Self-evolution is a central research topic in enabling large language model
(LLM)-based agents to continually improve their capabilities after pretraining.
Recent research has witnessed a transition from reinforcement learning
(RL)-free to RL-based methods. Current RL-based methods either rely on dense
external reward signals or extract intrinsic reward signals from LLMs
themselves. However, these approaches diverge from the self-evolution
mechanisms observed in human intelligence, where individuals learn and improve
through mutual discussion and collaboration. In this work, we introduce
Co-Evolving Multi-Agent Systems (CoMAS), a novel framework that enables agents
to improve autonomously by learning from inter-agent interactions without
external supervision.
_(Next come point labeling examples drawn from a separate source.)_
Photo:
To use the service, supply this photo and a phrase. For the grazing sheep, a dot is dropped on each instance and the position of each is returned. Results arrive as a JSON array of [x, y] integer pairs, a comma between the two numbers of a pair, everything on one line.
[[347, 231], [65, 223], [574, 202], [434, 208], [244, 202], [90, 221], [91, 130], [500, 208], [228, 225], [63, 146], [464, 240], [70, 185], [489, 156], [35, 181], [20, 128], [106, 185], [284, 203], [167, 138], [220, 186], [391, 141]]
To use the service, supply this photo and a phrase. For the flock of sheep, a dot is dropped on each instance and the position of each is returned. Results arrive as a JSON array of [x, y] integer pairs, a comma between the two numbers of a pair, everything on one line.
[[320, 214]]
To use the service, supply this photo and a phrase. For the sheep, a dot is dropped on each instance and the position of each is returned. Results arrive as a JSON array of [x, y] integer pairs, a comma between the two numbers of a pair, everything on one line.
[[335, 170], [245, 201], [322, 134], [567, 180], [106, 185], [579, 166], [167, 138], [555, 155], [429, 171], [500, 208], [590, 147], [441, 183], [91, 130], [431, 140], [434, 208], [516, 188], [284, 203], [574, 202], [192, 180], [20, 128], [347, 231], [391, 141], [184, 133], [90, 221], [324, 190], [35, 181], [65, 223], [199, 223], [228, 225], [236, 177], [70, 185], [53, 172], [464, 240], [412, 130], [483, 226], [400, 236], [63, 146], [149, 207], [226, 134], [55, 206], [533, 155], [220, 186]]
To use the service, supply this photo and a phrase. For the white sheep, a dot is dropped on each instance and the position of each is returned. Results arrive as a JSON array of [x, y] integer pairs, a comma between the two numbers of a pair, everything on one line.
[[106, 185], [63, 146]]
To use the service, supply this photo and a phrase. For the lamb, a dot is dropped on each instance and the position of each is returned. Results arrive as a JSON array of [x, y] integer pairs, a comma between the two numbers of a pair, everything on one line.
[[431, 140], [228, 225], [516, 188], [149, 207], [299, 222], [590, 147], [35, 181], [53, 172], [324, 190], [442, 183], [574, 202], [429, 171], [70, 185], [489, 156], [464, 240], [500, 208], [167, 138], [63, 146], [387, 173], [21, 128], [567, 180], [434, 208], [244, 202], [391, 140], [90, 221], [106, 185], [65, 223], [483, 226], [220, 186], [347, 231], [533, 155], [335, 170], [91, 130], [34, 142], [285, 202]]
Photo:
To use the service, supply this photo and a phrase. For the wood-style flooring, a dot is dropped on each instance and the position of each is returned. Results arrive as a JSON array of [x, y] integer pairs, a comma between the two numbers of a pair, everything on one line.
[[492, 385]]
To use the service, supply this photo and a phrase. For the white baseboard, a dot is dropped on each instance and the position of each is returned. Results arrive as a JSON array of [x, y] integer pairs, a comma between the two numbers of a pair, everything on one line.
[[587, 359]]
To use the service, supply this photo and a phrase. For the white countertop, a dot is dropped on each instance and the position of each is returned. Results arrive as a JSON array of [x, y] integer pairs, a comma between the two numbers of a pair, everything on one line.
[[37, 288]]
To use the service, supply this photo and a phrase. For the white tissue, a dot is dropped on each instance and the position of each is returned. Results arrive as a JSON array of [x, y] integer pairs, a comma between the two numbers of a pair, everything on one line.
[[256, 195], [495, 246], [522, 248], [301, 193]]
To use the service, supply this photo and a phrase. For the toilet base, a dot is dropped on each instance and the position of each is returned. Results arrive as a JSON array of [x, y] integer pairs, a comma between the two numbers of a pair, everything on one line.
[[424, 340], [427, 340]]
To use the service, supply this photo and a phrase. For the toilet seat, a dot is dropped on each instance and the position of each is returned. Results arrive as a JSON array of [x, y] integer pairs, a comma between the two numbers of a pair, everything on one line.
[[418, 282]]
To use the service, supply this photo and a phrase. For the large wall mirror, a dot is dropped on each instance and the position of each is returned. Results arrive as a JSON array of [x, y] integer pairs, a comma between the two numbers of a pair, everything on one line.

CoMAS generates intrinsic rewards from rich discussion
dynamics, employs an LLM-as-a-judge mechanism to formulate these rewards, and
optimizes each agent’s policy through RL, thereby enabling decentralized and
scalable co-evolution. Experimental results demonstrate that CoMAS consistently
outperforms untrained agents and achieves state-of-the-art performance across
most evaluation settings. Ablation studies confirm the necessity of
interaction-based reward signals and reveal promising scalability as the number
and diversity of agents increase. These findings establish CoMAS as a novel and
effective paradigm for self-evolution in LLM-based agents.